One of the most remarkable features of the Torah narrative—and a feature evidenced in no other ancient literature—is a hypersensitivity to the decisive influence of environment and its ability to shape both conscience and consciousness. Neither Sumer nor Egypt is ever described; from the Bible alone we would know virtually nothing of the first, and of the second mainly that its king was a fool who thought he could withstand the Real God. Any good museum of art can give us a better sense of these ancient societies than does the Bible, which actually sprang from these lush cultural sources. We can walk through an exhibition, admiring the golden statues of the pharaohs and the winged gods of Babylon without the least inclination to incline the head or bow the knee. But the Bible is a believer’s history, not a history of art or culture, and one that was all too close to the temptations of Egypt’s fleshpots and Sumer’s hieratic cruelties. Its authors felt no need to indulge in literary descriptions of civilized luxury, for cult and culture were so wedded in the ancient world that any appreciation of the cultural values of Egypt or Sumer (and, later, Babylon) could only tempt weak and wayward Israelites from the difficult way of the living God to the easy worship of the Golden Calf.
It is no accident, therefore, that the great revelations of God’s own Name and of his Commandments occur in a mountainous desert, as far from civilization and its contents as possible, in a place as unlike the lush predictabilities and comforts of the Nile and the Euphrates as this earth of ours can offer.

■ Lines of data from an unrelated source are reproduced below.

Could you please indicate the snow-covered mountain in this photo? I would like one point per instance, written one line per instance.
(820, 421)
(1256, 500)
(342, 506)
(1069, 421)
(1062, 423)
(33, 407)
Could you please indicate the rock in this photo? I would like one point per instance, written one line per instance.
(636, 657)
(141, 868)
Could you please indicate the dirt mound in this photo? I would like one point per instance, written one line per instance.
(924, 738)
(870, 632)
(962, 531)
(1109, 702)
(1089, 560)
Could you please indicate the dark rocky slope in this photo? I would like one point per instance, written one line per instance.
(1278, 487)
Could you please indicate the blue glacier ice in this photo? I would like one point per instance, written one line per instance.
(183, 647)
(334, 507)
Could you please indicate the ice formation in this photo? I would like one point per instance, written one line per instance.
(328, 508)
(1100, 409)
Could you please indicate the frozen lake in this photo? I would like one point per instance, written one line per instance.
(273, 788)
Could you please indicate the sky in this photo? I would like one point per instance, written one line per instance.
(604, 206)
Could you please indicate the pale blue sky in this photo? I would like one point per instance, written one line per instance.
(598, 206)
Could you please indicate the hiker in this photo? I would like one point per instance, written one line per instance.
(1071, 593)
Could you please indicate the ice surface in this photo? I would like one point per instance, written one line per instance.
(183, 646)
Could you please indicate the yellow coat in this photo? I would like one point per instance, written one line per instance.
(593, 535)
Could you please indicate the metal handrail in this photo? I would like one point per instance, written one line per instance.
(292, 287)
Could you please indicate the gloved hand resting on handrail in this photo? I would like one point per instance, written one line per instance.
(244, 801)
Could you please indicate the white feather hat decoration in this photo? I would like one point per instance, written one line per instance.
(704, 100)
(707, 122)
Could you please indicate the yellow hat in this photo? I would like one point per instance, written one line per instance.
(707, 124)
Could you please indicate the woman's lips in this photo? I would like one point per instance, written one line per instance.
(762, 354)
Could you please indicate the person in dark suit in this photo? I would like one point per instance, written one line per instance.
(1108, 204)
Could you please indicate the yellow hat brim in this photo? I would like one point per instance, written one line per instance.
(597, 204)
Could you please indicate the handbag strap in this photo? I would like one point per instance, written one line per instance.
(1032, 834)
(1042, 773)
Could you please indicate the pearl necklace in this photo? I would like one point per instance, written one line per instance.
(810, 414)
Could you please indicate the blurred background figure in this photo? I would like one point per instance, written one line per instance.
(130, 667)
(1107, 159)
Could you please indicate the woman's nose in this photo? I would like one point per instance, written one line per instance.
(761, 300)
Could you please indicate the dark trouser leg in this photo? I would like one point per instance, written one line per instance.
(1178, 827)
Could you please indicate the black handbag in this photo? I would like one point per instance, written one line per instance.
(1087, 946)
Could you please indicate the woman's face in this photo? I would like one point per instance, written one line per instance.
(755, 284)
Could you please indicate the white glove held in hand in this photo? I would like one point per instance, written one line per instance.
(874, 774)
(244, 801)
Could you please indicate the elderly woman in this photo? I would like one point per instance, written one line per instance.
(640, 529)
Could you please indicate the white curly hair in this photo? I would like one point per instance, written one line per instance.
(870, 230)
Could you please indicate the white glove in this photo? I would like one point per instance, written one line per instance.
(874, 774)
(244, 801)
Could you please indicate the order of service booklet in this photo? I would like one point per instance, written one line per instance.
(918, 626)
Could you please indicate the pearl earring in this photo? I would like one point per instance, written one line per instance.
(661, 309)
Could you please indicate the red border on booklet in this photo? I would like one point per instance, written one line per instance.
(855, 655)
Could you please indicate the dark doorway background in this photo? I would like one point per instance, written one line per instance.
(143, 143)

If God—the Real God, the One God—was to speak to human beings and if there was any possibility of their hearing him, it could happen only in a place stripped of all cultural reference points, where even nature (which was so imbued with contrary, god-inhabited forces) seemed absent. Only amid inhuman rock and dust could this fallible collection of human beings imagine becoming human in a new way. Only under a sun without pity, on a mountain devoid of life, could the living God break through the cultural filters that normally protect us from him. “YHWH, YHWH,” he thunders at Moshe, the man alone on the Mountain:
“God,
showing-mercy, showing-favor,
long-suffering in anger,
abundant in loyalty and faithfulness,
keeping loyalty to the thousandth (generation),
bearing iniquity, rebellion and sin,
yet not clearing, clearing (the guilty),
calling-to-account the iniquity of the fathers upon the sons and upon sons’ sons, to the third and fourth (generation)!”
This is God’s self-description, the one he would have us remember. He is the God of mercy and forgiveness, the God who never deserts his people, faithful to
the end, patient with all our failings however dismaying, but reminding us that a household—a familial environment, holding three (or sometimes four) generations—cannot escape the sins of the oldest generation; they necessarily infect the atmosphere.
Moshe, the medium for this revelation, is both God’s representative and the people’s. To God he speaks on the people’s behalf, to the people on God’s behalf. His is a far more difficult calling than that of Avraham, who was almost a Sumerian Odysseus—a man with a mission, all right, but a wily character who seemed up to any challenge. Moshe is a man who does not think highly of himself, who never relies on his own talents, only on God’s word. He was, as Exodus says of him, “the humblest man on earth,” an extraordinary description in a world of boastful heroes. In his humility he has been hollowed out like a reed, so that there is nothing in him—no pride or quirk of personality—to distort God’s message. He can serve, therefore, as an authentic medium, a true channel.